As calories increased, training and recovery slowly got better as the carbs began to become more plentiful. Not feeling obliterated after workouts was a plus! Spurred by the added calories, I was more inclined to take walks on rest days!

Walking for 20 minutes while at my desk job, along with interning at a gym Tuesday and Thursday evenings where I was on my feet and moving the entire time, I probably maintained a decent deficit due to my energy expenditure even six weeks into the experiment.

**note here on energy expenditure.** Moving more definitely means more calories burned.  However, since things like NEAT can change every day I am not entirely sure when my “deficit” ended as I still take long walks on rest days now.*

A few times during this 10 week period I went off the deep end and had too much food/booze (cough Fitness Summit cough) and consumed more than I should have in a day.

Yet, even those times did not affect the scale nor measurements the following week. It probably goes to show you that getting back on the horse and being consistent is the driving force behind a lot of this.

There is not a lot of scientific research out there on reverse dieting yet, most of it is anecdotal evidence from those experimenting with it.

There are some who think that it is not necessary and that there is no real reason to attempt it. I am not a scientist nor claim to be one as my undergrad degree is in theater, so I won’t act like one here.

However, from my experience and from what I have seen with others it’s possible that there could be some credence to reverse dieting.

In a recent interview I had with Armi Legge of Evidence Magazine, Armi made a great point about reverse dieting, “it is more a behavioral tactic than an approach to eating.”

Reverse dieting, in Armi’s opinion, provides a more systematic way to find your maintenance level once you have dieted down and lost weight.

My approach to this reverse diet may not be “by the book” but I feel the results, which you can see below, speak for themselves.

As a baseline marker, I used a tailor’s measuring tape to keep an eye on my waist circumference measuring every two weeks along with weighing myself.  I took measurements with calipers at the beginning and end of the experiment and used this site for the body fat calculations.  

 

 

 

 

 

 

 

 

 

 

 

 

Waist remained at 31 inches for the entire ten weeks.  Caliper measurements at the beginning were 4mm pectorial, 12mm thigh, and 10mm abdominal, per the site roughly 7.6%.  Ending caliper measurements were 4mm pectorial, 14mm thigh, and 12mm abdominals, putting me around 8.9% bodyfat, so I gained about 1.3% body fat overall.  Starting weight was 161 pounds, I went down as much as 159 and up to as much as 163 and have been holding steady at 163 for the last 6 weeks.

Wrap it Up

I am not advocating that reverse dieting is a must do or that everyone should “drink the Kool-Aid” and apply this to clients post-cut programming. I simply wanted to experiment with it to see if it worked.

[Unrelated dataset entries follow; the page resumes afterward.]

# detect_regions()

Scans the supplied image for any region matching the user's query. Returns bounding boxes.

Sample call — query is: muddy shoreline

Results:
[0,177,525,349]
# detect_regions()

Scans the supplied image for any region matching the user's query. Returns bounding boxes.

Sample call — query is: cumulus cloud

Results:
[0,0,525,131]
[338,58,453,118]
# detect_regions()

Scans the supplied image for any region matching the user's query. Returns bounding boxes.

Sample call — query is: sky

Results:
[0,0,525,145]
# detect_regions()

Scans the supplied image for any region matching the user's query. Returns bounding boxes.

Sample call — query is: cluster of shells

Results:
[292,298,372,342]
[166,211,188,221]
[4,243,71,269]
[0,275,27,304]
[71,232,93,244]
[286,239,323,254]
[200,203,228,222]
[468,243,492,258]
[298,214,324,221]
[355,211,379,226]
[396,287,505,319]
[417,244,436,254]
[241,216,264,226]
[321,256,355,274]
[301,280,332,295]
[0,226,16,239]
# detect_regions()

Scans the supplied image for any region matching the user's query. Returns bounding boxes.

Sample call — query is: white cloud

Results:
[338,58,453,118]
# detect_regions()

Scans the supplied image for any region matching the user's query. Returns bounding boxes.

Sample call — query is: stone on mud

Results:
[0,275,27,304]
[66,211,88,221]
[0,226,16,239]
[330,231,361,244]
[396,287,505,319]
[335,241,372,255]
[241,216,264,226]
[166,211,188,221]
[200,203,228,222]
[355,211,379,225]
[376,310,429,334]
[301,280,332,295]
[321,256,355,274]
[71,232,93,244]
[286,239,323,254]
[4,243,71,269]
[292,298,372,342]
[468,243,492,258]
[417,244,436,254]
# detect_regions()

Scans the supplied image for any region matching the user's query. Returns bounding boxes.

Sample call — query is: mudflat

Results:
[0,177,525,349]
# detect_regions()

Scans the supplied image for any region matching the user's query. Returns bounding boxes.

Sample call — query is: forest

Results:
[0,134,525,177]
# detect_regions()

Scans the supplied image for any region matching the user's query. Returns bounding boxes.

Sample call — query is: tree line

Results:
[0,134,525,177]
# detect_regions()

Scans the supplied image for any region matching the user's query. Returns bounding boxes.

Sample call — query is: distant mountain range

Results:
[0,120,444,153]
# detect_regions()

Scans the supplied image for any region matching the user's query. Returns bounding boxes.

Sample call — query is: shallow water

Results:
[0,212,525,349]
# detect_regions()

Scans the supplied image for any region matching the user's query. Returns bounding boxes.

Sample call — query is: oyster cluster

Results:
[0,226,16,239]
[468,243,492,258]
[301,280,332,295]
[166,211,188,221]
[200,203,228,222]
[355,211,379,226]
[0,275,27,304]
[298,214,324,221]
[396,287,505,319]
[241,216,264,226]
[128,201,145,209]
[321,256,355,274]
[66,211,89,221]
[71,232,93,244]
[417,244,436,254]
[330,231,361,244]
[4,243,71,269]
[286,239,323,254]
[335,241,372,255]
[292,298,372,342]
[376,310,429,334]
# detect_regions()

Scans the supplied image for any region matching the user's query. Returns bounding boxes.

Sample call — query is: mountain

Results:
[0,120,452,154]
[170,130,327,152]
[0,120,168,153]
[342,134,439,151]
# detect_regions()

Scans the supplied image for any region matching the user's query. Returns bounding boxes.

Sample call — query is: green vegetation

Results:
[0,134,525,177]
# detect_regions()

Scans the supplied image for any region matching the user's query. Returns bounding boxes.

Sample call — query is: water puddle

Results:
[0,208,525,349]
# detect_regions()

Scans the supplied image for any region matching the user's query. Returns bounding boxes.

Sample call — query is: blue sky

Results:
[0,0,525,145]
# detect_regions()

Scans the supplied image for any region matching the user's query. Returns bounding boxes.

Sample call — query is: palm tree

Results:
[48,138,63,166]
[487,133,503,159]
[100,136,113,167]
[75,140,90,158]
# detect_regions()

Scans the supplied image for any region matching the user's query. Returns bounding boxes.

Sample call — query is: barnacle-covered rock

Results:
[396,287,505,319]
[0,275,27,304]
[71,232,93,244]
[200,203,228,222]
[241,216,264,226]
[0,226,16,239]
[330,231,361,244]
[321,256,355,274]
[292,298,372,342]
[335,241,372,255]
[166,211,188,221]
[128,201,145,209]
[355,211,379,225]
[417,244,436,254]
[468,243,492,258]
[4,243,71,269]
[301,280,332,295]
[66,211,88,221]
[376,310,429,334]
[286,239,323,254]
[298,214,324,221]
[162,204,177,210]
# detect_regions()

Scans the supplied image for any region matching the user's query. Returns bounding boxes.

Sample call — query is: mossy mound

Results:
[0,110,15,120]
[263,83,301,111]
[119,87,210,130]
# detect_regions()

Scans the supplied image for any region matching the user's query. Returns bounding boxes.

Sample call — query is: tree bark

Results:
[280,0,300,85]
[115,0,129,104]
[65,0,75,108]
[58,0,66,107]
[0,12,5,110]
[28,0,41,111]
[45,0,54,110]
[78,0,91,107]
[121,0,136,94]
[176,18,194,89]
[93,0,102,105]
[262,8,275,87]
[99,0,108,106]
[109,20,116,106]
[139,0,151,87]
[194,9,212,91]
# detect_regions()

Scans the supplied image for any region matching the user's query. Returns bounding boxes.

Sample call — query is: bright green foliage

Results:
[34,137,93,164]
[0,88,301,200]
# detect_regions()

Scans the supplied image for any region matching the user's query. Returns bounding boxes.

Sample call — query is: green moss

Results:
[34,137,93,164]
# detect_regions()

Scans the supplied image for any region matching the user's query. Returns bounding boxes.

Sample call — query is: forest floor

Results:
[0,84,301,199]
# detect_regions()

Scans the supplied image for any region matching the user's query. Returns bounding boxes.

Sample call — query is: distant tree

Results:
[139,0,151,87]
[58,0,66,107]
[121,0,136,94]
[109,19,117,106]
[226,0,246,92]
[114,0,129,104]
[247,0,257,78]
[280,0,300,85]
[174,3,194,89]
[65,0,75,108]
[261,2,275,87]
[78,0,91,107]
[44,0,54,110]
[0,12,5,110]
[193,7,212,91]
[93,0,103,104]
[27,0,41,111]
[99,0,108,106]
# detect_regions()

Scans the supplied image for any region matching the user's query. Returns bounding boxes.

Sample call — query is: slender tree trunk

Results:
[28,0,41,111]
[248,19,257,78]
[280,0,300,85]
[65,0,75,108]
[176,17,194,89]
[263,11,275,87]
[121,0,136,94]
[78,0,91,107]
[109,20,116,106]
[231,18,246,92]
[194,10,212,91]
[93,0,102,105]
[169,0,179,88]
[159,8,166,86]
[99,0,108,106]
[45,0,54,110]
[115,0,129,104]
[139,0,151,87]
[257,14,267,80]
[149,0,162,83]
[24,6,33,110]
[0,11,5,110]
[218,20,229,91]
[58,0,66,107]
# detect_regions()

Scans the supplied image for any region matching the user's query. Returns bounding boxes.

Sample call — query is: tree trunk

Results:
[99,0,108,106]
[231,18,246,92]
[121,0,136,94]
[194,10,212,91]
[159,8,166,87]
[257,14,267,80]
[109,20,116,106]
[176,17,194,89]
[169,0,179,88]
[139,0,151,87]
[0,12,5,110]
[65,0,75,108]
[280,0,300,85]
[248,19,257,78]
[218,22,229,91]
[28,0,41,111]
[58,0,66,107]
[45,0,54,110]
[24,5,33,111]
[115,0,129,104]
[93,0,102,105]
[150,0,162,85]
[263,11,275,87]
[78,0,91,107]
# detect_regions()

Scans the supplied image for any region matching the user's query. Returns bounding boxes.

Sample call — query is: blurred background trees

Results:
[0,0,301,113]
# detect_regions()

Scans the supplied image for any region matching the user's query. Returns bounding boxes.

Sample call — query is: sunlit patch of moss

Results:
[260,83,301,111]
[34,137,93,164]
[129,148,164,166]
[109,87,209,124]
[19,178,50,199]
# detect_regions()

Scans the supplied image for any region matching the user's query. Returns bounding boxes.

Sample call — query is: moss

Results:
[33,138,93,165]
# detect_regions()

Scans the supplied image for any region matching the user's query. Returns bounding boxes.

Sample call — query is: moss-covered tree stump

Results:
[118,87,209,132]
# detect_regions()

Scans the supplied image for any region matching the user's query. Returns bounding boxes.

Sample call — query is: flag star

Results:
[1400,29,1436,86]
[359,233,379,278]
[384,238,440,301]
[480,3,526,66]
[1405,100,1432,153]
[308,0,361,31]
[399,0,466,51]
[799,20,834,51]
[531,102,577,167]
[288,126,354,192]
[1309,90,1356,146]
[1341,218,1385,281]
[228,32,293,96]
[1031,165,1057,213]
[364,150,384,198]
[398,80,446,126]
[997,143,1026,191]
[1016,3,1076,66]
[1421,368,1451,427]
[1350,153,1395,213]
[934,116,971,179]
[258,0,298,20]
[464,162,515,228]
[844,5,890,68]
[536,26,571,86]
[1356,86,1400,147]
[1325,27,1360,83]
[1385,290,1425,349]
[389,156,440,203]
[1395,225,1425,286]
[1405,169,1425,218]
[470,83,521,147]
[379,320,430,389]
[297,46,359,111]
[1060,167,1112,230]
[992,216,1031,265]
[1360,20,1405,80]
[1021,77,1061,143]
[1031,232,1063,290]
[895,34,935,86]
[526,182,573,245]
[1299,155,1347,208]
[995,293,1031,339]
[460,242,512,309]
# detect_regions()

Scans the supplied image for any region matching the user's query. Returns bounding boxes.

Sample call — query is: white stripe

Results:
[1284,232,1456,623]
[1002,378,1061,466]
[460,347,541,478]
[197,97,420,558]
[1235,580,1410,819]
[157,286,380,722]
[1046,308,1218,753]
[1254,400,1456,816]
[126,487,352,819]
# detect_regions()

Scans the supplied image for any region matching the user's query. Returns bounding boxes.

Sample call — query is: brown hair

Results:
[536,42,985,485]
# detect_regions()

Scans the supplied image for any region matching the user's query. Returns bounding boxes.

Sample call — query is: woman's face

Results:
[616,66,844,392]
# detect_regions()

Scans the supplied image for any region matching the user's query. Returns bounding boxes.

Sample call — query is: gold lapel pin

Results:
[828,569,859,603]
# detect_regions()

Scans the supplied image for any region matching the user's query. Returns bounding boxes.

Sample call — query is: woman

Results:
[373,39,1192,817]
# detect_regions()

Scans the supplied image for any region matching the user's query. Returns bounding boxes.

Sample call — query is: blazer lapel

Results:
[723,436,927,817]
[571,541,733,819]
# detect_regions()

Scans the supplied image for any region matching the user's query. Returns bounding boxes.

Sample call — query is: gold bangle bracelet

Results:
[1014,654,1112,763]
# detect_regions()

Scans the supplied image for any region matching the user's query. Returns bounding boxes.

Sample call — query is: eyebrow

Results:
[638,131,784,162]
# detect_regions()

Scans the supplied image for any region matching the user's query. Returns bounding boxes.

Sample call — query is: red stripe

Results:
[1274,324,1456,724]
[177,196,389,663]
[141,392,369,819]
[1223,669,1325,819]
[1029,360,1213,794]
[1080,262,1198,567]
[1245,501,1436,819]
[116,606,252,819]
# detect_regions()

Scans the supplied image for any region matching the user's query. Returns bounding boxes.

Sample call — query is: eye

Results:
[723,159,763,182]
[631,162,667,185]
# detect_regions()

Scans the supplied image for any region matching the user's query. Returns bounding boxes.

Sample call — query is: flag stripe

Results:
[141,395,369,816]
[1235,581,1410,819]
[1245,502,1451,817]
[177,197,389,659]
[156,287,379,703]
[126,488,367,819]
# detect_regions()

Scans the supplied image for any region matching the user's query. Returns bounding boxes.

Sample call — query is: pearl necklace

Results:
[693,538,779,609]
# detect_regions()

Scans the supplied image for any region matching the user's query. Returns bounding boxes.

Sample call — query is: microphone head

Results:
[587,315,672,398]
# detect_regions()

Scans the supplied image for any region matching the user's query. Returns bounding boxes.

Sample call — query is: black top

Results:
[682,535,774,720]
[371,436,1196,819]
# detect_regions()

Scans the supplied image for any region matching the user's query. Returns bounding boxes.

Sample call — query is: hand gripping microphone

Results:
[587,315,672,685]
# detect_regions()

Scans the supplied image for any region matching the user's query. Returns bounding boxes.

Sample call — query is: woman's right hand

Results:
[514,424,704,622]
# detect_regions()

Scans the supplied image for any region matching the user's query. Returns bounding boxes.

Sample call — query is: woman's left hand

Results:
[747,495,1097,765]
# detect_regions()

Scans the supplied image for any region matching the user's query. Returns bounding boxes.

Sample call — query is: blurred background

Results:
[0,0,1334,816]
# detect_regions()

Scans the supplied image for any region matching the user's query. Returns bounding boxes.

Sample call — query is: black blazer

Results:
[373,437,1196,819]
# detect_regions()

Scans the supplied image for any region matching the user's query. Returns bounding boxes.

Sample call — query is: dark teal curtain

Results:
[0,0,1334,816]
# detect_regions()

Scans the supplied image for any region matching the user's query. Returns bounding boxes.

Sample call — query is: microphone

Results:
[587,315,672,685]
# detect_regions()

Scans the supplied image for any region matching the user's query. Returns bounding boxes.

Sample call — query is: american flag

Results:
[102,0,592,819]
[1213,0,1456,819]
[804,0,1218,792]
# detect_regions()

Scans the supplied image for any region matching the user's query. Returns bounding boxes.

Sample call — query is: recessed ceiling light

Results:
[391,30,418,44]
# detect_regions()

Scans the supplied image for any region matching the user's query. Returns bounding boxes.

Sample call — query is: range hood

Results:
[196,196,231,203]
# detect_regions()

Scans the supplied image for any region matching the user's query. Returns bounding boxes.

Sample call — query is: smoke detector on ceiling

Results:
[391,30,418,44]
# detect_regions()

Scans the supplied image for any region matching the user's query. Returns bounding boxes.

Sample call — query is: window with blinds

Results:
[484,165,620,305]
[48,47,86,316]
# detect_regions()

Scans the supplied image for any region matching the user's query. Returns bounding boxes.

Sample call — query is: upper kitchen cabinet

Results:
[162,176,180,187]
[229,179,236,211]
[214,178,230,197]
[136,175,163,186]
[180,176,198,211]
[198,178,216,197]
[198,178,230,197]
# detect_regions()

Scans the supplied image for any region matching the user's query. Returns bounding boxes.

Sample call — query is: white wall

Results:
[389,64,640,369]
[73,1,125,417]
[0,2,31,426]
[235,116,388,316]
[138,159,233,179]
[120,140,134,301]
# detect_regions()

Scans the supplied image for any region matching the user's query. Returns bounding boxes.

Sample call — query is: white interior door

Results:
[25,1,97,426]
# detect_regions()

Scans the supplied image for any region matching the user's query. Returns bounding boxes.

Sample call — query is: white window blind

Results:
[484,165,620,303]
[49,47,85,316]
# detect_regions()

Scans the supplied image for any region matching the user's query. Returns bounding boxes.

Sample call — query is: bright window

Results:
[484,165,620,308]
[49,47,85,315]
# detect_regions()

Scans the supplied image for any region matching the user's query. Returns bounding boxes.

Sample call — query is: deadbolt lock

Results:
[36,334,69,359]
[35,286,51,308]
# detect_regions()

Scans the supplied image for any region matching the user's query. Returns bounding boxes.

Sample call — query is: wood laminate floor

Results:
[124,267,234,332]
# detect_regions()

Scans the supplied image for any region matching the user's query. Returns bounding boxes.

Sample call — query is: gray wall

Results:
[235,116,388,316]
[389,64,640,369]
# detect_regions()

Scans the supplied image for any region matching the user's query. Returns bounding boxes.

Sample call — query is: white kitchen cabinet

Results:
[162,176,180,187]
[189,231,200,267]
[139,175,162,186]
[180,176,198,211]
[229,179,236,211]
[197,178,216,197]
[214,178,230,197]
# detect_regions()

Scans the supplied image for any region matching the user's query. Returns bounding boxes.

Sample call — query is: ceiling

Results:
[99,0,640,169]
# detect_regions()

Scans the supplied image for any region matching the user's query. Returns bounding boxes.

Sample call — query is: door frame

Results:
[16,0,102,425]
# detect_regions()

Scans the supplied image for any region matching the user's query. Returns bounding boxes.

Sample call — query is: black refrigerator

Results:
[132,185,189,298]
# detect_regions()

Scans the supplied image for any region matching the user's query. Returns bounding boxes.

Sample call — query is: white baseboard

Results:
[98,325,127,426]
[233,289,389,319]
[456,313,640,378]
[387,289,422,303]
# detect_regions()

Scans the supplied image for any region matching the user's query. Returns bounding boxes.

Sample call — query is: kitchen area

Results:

For me, the experiment was a success. I have maintained my weight and staved off the influx of fat and water weight gain as opposed to last summer and now I am hoping I sneak up on some gainz like a ninja.  #Ninjagainz!

Some people may prefer to bump their calories up to maintenance immediately after their cut ends and enjoy the excess food, and deal with the added water weight or any small accumulations of fat.

It may simply just come down to what you are comfortable with and for me it was more comfortable to slowly add calories back in rather than belly-flop into the pool.